The authors of this study could only establish an association between the two conditions, not a cause-and-effect relationship. However, other studies like a 2020 Nutrients review have found similar connections between low vitamin D and headaches, especially migraines.

How Does Low Vitamin D Cause Headaches?

According to the 2020 Nutrients article, vitamin D deficiency can cause migraines and other headaches through multiple pathways. Too little vitamin D can cause inflammation, make some neurons more sensitive, change brain chemical levels, increase Nitric Oxide formation, decrease Magnesium absorption, and decrease melatonin—all of which can cause headaches.

Vitamin D and Headache Treatments

The Nutrients review also shows that taking vitamin D supplements could help reduce how common headaches are, especially for people with migraines. A trend has emerged showing that people with healthy vitamin D levels have a lower incidence of chronic headaches, Christine Gerbstadt, MD, registered dietitian and author of "Doctor's Detox Diet," told Health.

"The bonus in treating low serum vitamin D is improvement in the many other important health functions of the vitamin," said Dr. Gerbstadt. Restoring vitamin D to normal levels—through food or supplements—is already a good idea, Dr. Gerbstadt added, but the studies suggest that it may have the added benefit of relieving headaches.

Even though the United States isn't as far north as Finland, it can still be difficult for people living in the states to make enough vitamin D through sunlight exposure in the winter months. Luckily, the nutrient can also be found in eggs, fatty fish, and fortified foods like milk and cereal. What you eat those foods with matters, too: "Vitamin D is best absorbed when eaten with food containing fat—such as low-fat yogurt, olive oil dressing, or avocado," said Dr. Gerbstadt.

The benefits and potential risks of taking vitamin D supplements for people who already have normal levels are still unclear. Make sure to talk to your healthcare provider about these supplements. It can be dangerous to take more vitamin D than the daily recommended amount, which is 400 to 1,000 IU (international units) for most people.

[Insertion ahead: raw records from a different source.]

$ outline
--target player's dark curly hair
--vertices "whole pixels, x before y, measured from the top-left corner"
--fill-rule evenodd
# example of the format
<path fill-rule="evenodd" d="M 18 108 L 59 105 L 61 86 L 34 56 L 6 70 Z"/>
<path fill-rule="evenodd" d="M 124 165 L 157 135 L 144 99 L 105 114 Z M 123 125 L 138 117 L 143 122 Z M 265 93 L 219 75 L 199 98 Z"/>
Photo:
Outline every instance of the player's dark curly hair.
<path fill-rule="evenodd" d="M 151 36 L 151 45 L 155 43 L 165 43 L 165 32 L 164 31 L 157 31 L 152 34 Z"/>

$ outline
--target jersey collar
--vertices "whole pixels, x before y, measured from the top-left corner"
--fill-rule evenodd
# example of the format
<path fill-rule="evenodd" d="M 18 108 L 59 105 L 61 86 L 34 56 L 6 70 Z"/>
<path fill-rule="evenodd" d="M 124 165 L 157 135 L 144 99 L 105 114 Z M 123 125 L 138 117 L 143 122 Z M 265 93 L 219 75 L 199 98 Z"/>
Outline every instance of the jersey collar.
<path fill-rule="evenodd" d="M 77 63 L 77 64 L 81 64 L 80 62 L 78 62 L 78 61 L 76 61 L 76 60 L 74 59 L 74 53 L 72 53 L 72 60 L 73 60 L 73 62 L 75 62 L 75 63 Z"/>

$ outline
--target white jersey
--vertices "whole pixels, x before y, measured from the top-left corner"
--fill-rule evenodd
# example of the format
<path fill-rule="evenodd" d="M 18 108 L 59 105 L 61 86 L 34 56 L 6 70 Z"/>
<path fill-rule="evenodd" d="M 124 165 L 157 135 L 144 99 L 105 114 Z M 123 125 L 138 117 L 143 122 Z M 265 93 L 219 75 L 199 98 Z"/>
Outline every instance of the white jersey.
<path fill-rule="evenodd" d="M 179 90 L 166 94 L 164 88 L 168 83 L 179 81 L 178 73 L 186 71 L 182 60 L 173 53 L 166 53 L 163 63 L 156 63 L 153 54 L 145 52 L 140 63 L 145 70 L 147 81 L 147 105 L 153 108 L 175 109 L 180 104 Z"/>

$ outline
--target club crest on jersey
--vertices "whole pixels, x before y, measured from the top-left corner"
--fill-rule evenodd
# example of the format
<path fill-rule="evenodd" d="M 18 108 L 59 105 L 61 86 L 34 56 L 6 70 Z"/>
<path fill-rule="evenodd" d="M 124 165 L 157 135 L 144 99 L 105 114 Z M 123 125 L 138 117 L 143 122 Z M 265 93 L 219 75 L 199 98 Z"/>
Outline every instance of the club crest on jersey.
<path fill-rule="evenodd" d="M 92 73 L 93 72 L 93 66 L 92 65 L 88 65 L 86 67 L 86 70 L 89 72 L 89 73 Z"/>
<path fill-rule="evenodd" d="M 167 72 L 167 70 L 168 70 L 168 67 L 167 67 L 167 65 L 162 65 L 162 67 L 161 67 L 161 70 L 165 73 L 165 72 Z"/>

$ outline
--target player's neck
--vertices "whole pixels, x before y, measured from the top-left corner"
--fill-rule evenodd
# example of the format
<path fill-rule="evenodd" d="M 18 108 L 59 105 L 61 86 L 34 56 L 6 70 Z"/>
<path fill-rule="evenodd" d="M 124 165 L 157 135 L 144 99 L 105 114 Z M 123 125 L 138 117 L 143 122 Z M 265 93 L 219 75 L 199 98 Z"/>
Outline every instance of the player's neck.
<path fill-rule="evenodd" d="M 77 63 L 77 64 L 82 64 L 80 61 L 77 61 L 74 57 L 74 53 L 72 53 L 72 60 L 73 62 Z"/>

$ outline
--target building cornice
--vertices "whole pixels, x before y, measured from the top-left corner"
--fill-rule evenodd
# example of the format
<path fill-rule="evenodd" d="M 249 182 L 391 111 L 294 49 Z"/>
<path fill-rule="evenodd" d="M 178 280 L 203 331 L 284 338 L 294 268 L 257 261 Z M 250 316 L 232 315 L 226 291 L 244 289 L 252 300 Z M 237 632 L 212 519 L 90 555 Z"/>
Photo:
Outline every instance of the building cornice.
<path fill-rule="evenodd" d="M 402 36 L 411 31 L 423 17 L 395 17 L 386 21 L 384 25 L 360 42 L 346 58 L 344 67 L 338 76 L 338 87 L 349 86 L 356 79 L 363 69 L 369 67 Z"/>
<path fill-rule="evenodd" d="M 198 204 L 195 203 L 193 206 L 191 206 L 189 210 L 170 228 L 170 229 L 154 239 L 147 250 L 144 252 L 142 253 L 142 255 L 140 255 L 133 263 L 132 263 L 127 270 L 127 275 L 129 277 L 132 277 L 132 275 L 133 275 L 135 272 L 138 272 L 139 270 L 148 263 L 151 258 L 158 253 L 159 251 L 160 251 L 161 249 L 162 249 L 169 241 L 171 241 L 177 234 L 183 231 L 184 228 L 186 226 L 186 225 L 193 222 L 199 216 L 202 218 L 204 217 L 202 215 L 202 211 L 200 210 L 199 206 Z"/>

However, even if you do have vitamin D deficiency, make sure to talk to your healthcare provider before trying supplements. If you do have a deficiency and your healthcare provider recommends taking supplements, you may need large replacement doses for about six weeks. Then, you may be prescribed a daily supplement of 50 to 2,000 IUs, said Dr. Gerbstadt. This supplement could hopefully reduce the frequency of your headaches and address other conditions caused by vitamin D deficiency.

Testing for Vitamin D Deficiency

Whether physicians should routinely test for vitamin D levels is controversial. As of April 2021, the U.S. Preventive Services Task Force does not recommend screening unless a patient has signs of a deficiency. But if you're concerned about your levels—especially through the winter months—ask your healthcare provider whether you should get tested. "Measuring your serum D is a simple, inexpensive blood test, which can be added to other lab testing with regular physical exams," said Dr. Gerbstadt.

A Quick Review

Vitamin D deficiency is linked to headaches because it can affect inflammation and how your neurons work. Taking supplements can reduce how often headaches occur. However, before trying vitamin D supplements, talk to your healthcare provider about whether and how you should take them.